I wanted a rear storage unit that would meet this criteria:
Cost under $200 total. (I was too cheap to go out and buy something already built. Plus, there were no aftermarket systems that provided exactly what I wanted and needed.)
Be a modular system that could either be used as a rear cargo area storage box only, or a full-length system that could occupy the back seat area as well. (Since I had no use for the back seats, I removed them completely shortly after the FJ’s purchase. However, the cargo area only module could be used for those wishing to retain their back seats.)
Be sturdy enough to carry anything from off-road recovery equipment, to tools and parts, to camping gear, to miscellaneous supplies and gadgetry.
Be completely removable and returned to stock configuration if desired.
Use existing OEM bolt and mounting holes without any cutting, drilling or otherwise molesting the FJ’s original state.
Follow the contours of the FJ’s interior design.
Be professionally-built looking (even though I’m not a professional, nor do I play one on TV).
Two 4x8 sheets of ¾” plywood.
About 40 feet of ¾” aluminum angle.
2 sets of 24” heavy-duty drawer sliders.
One and a half 6’ x 8’ rolls of gray indoor/outdoor carpeting (from Home Depot @$15.95 a roll).
Miscellaneous hardware and screws.
I began by building the rear drawer storage box with a center divider and pre-installed the drawer sliders. The box was carpeted prior to installation in the truck. Aluminum angle iron was installed along all edge surfaces and filed smooth. (I used 3" L-brackets to set up the shape of the box until the actual 2" wood screws were installed from the outside.)
I removed the rear tie-down hooks and used their holes as the rear attachment points for the box. (I installed the previously removed tie-down hooks on the forward section of the box to secure it with a pair of turnbuckles to the other set of tie-down hooks.)
Two drawers were built, carpeted, and aluminum angled.

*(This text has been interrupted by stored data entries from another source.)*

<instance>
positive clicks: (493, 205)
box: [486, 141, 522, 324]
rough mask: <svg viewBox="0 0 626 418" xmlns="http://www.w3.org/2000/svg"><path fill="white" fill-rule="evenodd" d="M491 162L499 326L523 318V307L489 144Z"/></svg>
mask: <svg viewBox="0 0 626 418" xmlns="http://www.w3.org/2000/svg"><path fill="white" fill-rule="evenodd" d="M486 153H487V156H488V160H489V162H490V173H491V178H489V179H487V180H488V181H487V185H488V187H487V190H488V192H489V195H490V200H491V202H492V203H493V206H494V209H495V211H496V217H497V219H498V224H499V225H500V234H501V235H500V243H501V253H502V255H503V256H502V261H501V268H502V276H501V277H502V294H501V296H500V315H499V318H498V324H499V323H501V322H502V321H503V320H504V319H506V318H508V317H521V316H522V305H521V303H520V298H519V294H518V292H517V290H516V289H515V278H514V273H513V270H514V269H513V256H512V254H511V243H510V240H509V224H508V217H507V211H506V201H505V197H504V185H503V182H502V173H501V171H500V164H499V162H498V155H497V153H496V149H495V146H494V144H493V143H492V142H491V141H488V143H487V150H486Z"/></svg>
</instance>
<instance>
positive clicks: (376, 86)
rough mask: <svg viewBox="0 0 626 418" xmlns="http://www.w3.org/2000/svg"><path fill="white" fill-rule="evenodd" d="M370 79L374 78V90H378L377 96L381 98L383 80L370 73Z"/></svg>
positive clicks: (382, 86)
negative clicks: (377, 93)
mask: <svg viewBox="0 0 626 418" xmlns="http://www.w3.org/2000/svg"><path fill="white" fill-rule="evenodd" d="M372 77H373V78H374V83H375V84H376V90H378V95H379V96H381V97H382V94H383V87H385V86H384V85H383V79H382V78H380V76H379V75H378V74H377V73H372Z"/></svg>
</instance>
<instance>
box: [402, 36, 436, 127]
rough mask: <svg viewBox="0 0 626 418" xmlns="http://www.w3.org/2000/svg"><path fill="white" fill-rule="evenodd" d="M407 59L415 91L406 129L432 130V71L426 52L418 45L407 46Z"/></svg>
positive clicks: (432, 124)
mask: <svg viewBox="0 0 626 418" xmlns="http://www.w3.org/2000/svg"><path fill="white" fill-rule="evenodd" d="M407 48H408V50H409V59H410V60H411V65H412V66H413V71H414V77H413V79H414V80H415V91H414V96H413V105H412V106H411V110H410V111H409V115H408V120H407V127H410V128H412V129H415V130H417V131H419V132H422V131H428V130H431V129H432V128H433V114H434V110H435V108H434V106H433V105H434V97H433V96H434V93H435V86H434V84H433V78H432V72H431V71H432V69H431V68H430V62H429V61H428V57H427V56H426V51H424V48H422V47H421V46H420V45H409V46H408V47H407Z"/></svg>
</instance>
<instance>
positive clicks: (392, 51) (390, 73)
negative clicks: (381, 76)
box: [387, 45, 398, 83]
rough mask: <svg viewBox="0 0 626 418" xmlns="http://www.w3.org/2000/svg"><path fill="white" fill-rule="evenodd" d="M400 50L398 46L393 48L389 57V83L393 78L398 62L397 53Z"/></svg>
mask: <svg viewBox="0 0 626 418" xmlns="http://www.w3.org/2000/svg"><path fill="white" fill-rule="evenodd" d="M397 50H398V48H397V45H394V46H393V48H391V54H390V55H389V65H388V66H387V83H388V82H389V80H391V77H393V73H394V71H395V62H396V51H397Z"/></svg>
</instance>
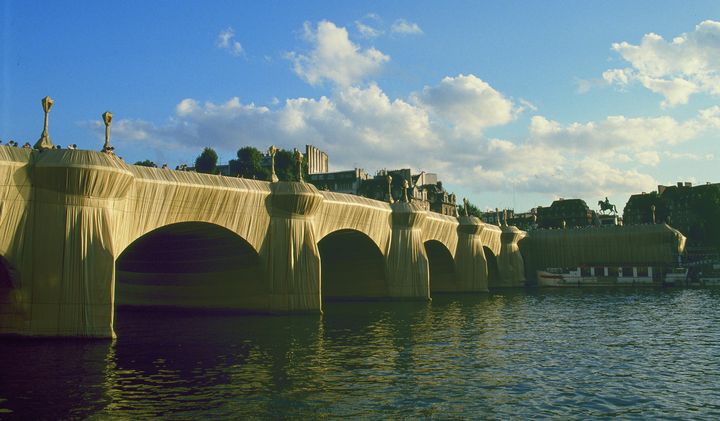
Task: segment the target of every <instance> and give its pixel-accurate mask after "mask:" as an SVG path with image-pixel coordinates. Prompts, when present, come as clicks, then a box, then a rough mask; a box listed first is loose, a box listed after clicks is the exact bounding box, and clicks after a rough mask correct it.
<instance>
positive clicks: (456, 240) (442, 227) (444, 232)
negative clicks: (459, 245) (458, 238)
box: [421, 212, 458, 258]
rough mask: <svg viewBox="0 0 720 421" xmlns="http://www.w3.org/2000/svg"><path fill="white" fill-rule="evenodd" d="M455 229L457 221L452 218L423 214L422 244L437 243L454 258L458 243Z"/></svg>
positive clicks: (456, 218) (454, 217) (433, 213)
mask: <svg viewBox="0 0 720 421" xmlns="http://www.w3.org/2000/svg"><path fill="white" fill-rule="evenodd" d="M457 227H458V219H457V218H455V217H454V216H448V215H442V214H439V213H435V212H425V218H424V219H423V223H422V226H421V229H422V240H423V243H425V242H427V241H430V240H435V241H438V242H440V243H442V244H443V245H445V247H446V248H447V249H448V251H449V252H450V255H451V256H453V258H454V257H455V251H456V249H457V243H458V233H457Z"/></svg>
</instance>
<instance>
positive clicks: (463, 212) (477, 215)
mask: <svg viewBox="0 0 720 421" xmlns="http://www.w3.org/2000/svg"><path fill="white" fill-rule="evenodd" d="M458 215H460V216H465V207H464V206H463V205H459V206H458ZM468 216H477V217H478V218H481V219H482V212H480V209H478V208H477V206H475V205H473V204H472V203H470V202H468Z"/></svg>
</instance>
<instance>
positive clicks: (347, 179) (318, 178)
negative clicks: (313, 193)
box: [308, 168, 369, 194]
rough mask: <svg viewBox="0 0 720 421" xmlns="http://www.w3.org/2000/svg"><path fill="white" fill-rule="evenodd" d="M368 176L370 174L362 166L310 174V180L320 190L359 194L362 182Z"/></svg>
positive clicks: (348, 193)
mask: <svg viewBox="0 0 720 421" xmlns="http://www.w3.org/2000/svg"><path fill="white" fill-rule="evenodd" d="M368 178H369V176H368V174H367V173H366V172H365V171H364V170H363V169H362V168H355V169H354V170H347V171H337V172H325V173H314V174H313V173H311V174H309V175H308V181H309V182H310V183H312V184H314V185H315V187H317V188H318V189H320V190H329V191H334V192H338V193H348V194H359V193H358V192H359V190H360V186H361V184H362V183H363V182H364V181H366V180H368Z"/></svg>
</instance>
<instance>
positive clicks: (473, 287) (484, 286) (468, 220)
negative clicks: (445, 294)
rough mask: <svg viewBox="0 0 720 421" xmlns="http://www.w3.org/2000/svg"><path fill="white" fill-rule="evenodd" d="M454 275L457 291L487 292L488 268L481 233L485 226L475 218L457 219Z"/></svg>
mask: <svg viewBox="0 0 720 421" xmlns="http://www.w3.org/2000/svg"><path fill="white" fill-rule="evenodd" d="M458 220H459V222H460V224H459V225H458V228H457V231H458V242H457V251H456V252H455V274H456V277H457V283H458V285H457V287H458V291H463V292H471V291H487V290H488V276H487V275H488V268H487V259H486V257H485V251H484V250H483V245H484V244H483V241H482V240H483V239H482V236H481V233H482V231H483V229H484V228H485V224H484V223H483V222H482V221H481V220H480V218H477V217H475V216H461V217H459V218H458Z"/></svg>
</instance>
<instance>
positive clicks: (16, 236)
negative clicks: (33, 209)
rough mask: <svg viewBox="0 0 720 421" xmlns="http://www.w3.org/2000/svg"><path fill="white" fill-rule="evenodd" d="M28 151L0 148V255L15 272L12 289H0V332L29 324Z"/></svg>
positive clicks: (28, 160)
mask: <svg viewBox="0 0 720 421" xmlns="http://www.w3.org/2000/svg"><path fill="white" fill-rule="evenodd" d="M30 155H31V154H30V150H28V149H19V148H12V147H8V146H0V255H2V256H4V257H5V259H6V261H7V262H9V263H10V264H12V265H13V269H15V270H16V271H17V274H16V276H15V279H13V280H12V284H13V286H14V288H13V289H10V290H8V289H0V332H3V333H22V332H23V331H24V330H25V329H26V328H27V326H28V325H29V323H30V296H29V285H30V284H29V281H28V279H29V278H30V274H28V273H25V269H27V268H32V262H29V261H27V259H28V258H29V257H30V256H31V254H30V253H27V252H26V250H32V238H31V236H30V235H28V234H27V232H26V229H27V226H28V221H30V220H32V219H33V215H32V212H33V208H32V206H29V202H30V201H31V200H32V187H31V181H30V172H29V170H28V163H29V161H30Z"/></svg>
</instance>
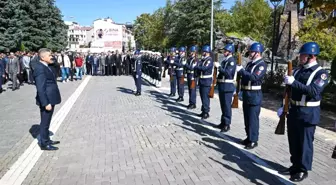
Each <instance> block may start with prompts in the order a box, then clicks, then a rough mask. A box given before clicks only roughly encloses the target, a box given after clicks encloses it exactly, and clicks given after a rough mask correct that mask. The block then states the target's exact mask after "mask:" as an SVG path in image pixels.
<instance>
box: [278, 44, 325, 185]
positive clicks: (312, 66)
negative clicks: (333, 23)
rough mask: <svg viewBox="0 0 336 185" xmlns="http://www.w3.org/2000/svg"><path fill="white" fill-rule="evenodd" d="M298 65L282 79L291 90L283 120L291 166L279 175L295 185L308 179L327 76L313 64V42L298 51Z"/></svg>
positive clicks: (314, 49) (313, 54)
mask: <svg viewBox="0 0 336 185" xmlns="http://www.w3.org/2000/svg"><path fill="white" fill-rule="evenodd" d="M299 53H300V59H299V60H300V65H299V67H298V68H297V69H296V70H294V71H293V76H285V84H286V85H289V86H290V87H291V93H292V94H291V96H290V97H291V100H290V102H291V104H290V105H291V106H290V109H289V114H288V116H287V127H288V142H289V152H290V154H291V157H290V161H291V163H292V166H291V167H290V168H288V169H286V170H284V171H281V172H280V173H282V174H289V175H290V180H291V181H293V182H299V181H302V180H303V179H305V178H307V177H308V171H309V170H311V169H312V163H313V141H314V133H315V128H316V125H317V124H318V123H319V122H320V102H321V99H322V95H321V94H322V92H323V89H324V88H325V87H326V86H327V84H328V73H327V72H326V71H325V70H324V69H322V67H321V66H320V65H319V64H318V63H317V62H316V56H317V55H318V54H319V53H320V47H319V45H318V44H317V43H315V42H308V43H305V44H304V45H303V46H302V47H301V49H300V51H299Z"/></svg>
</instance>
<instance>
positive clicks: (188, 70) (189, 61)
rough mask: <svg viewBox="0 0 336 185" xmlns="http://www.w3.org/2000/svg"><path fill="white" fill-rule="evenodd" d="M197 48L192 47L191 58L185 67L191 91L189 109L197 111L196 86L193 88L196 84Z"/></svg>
mask: <svg viewBox="0 0 336 185" xmlns="http://www.w3.org/2000/svg"><path fill="white" fill-rule="evenodd" d="M197 63H198V60H197V47H196V46H192V47H191V48H190V57H189V59H188V61H187V64H186V65H185V68H186V69H187V81H188V91H189V105H188V106H187V108H188V109H195V108H196V85H195V86H194V87H192V85H191V84H192V83H195V84H196V78H197V75H196V72H195V70H194V68H195V67H196V66H197Z"/></svg>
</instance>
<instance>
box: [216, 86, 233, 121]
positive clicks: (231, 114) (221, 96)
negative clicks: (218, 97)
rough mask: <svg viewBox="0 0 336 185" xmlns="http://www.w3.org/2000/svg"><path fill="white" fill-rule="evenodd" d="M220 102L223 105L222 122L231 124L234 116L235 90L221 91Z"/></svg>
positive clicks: (221, 119)
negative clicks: (230, 91)
mask: <svg viewBox="0 0 336 185" xmlns="http://www.w3.org/2000/svg"><path fill="white" fill-rule="evenodd" d="M218 95H219V102H220V105H221V110H222V117H221V124H222V125H223V126H224V125H230V124H231V117H232V109H231V104H232V96H233V92H223V91H219V92H218Z"/></svg>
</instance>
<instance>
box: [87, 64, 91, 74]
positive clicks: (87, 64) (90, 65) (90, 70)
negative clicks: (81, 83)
mask: <svg viewBox="0 0 336 185" xmlns="http://www.w3.org/2000/svg"><path fill="white" fill-rule="evenodd" d="M86 74H87V75H92V65H91V64H89V63H86Z"/></svg>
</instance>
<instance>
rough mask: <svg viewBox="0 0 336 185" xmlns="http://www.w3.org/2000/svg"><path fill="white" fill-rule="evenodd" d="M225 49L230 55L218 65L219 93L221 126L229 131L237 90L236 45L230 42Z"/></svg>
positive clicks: (218, 93) (228, 55) (220, 126)
mask: <svg viewBox="0 0 336 185" xmlns="http://www.w3.org/2000/svg"><path fill="white" fill-rule="evenodd" d="M224 50H226V51H229V52H230V55H228V56H227V57H226V58H225V59H224V60H223V61H222V63H221V65H220V66H219V67H218V71H219V74H218V77H217V86H218V92H219V93H218V95H219V101H220V105H221V110H222V117H221V124H220V125H219V128H220V129H221V130H222V131H225V132H226V131H228V130H229V129H230V125H231V117H232V111H231V104H232V97H233V93H234V92H235V90H236V88H235V85H234V83H235V79H236V65H237V63H236V60H235V59H234V58H233V56H232V53H233V52H234V45H232V44H228V45H226V46H225V47H224Z"/></svg>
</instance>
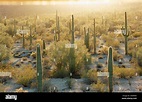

The forward module was created by first cutting to size a base platform that slid snugly up against the rear divider wedge. To level the platform perfectly, I attached pedestal shims along its front base.
The sides of the forward module were installed to meet the height of the rear box, and the front face panel was attached. Upon completion of the structure, I removed the entire forward module to carpet and aluminum angle the edges.
The forward module was re-installed and secured to the side bolt holes that were previously occupied by the back seat attach points. The front of the forward module was secured to existing bolt holes under where the back seats once were. (Eventually, a pair of filler panels were built to fill the spaces between the rear and forward storage boxes.)
The forward module top surface area was measured and a top was created, notched for contour, carpeted and aluminum angled.
The open-able top was attached to the face of the rear storage box with a 45” heavy-duty continuous “piano hinge.” (I’m awaiting the arrival of a flush-mounted lockable latch handle for securing the forward lid when closed, and a pair of hatch struts to hold the lid open when in use.)